Ma c’è un dato ulteriore da aggiungere, ed è quello relativo allo spreco di filiera, fra perdite in campo e sprechi nella catena dell’industria e della distribuzione del cibo: «nel 2022 – aggiunge Luca Falasconi, coordinatore del Rapporto “Il caso Italia” 2023 - sono andate sprecate nella filiera italiana oltre 4 milioni di tonnellate di cibo (per la precisione 4.240340 tonnellate), per un valore complessivo nella filiera italiana dello spreco di € 9.301.215.981». Lo spreco del cibo di filiera pesa al 26% in agricoltura, al 28% nell’industria e all’8% nella distribuzione. I dati di filiera sono una elaborazione dell’Osservatorio Waste Watcher International con Distal, Dipartimento di Scienze e Tecnologie Agro-Alimentari dell’Università di Bologna.

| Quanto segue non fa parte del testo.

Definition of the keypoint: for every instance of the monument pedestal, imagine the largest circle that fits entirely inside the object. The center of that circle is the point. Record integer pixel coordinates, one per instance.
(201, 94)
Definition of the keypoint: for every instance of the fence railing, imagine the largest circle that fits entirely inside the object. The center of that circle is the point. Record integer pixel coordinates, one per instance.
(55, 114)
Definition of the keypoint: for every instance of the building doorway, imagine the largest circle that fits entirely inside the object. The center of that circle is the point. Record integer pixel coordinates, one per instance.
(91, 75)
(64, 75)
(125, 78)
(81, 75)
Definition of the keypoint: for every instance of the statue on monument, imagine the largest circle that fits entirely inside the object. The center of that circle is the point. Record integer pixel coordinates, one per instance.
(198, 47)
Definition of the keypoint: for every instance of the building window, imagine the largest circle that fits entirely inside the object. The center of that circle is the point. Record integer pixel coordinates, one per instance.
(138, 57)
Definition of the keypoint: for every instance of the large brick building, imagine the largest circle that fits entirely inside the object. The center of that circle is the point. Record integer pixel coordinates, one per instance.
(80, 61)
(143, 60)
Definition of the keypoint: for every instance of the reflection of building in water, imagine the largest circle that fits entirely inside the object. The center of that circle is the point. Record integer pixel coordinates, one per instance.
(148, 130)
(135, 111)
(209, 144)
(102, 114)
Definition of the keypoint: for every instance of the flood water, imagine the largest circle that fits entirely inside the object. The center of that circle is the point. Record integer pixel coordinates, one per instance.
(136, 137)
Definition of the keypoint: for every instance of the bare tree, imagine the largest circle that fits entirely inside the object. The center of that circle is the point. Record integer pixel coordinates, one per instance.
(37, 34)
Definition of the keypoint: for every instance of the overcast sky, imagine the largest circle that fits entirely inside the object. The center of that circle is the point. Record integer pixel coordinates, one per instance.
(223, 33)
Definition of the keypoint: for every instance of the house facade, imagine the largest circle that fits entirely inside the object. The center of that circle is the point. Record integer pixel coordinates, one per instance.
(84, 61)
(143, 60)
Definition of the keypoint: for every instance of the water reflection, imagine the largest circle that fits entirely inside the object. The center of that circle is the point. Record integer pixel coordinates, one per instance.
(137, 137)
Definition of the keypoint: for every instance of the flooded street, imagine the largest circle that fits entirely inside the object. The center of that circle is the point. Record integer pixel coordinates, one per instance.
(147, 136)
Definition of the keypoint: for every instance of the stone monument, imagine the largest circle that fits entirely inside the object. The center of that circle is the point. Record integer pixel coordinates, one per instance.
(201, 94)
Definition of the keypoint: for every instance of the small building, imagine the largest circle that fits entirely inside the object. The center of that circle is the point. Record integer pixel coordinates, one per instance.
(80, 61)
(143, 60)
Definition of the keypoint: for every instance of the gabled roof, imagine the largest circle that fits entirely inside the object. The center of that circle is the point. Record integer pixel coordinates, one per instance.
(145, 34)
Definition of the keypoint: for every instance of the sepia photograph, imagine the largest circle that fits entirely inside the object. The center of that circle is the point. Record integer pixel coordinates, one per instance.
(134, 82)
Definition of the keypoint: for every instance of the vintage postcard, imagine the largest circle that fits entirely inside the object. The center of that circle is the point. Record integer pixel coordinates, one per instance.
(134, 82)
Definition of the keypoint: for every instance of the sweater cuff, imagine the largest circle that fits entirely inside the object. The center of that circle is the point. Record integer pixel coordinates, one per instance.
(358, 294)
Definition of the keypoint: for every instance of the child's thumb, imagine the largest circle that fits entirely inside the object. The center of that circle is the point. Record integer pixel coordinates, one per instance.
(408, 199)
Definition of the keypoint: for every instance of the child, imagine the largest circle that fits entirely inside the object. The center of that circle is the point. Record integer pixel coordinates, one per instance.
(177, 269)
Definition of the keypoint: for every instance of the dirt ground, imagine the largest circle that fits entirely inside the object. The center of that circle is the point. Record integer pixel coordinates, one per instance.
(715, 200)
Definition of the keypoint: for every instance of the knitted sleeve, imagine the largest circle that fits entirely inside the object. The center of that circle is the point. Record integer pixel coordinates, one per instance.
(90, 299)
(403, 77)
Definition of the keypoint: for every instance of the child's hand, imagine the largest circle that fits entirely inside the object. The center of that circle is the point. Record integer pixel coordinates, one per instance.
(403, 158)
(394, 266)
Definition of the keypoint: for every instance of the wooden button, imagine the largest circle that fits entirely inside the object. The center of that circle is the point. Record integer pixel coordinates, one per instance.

La frutta è la più sprecata
Ma quali sono i cibi più sprecati? Nella hit degli alimenti più spesso sprecati svetta la frutta fresca (24 grammi settimanali), quotidianamente quindi gettiamo circa 3,4 grammi di frutta al giorno e 2,3 di pane: in un anno poco più e poco meno di 1 kg pro capite. nella hit anche insalata, verdure, aglio e cipolle. D’altra parte, rispetto a due anni fa e a parità di budget destinato alla spesa alimentare, quasi 1 italiano su 3 presta attenzione alla riduzione del consumo di carne (26%), e 4 italiani su 10 quando fanno la spesa ragionano sulla base di promozioni e offerte, ma anche sulla base della sostenibilità di produzione e consumo del cibo (27%). Ci si lascia fidelizzare più dal brand di prodotto delle location di acquisto (il 23% sceglie prodotti marchiati dalla distribuzione in cui fanno la spesa), che non dalle grandi marche, in calo del 10% nell’interesse dei consumatori. Stabile la soglia di acquisto online, piccolo aumento per il biologico (+ 14%), così come per gli acquisti nei negozi rionali (+14%).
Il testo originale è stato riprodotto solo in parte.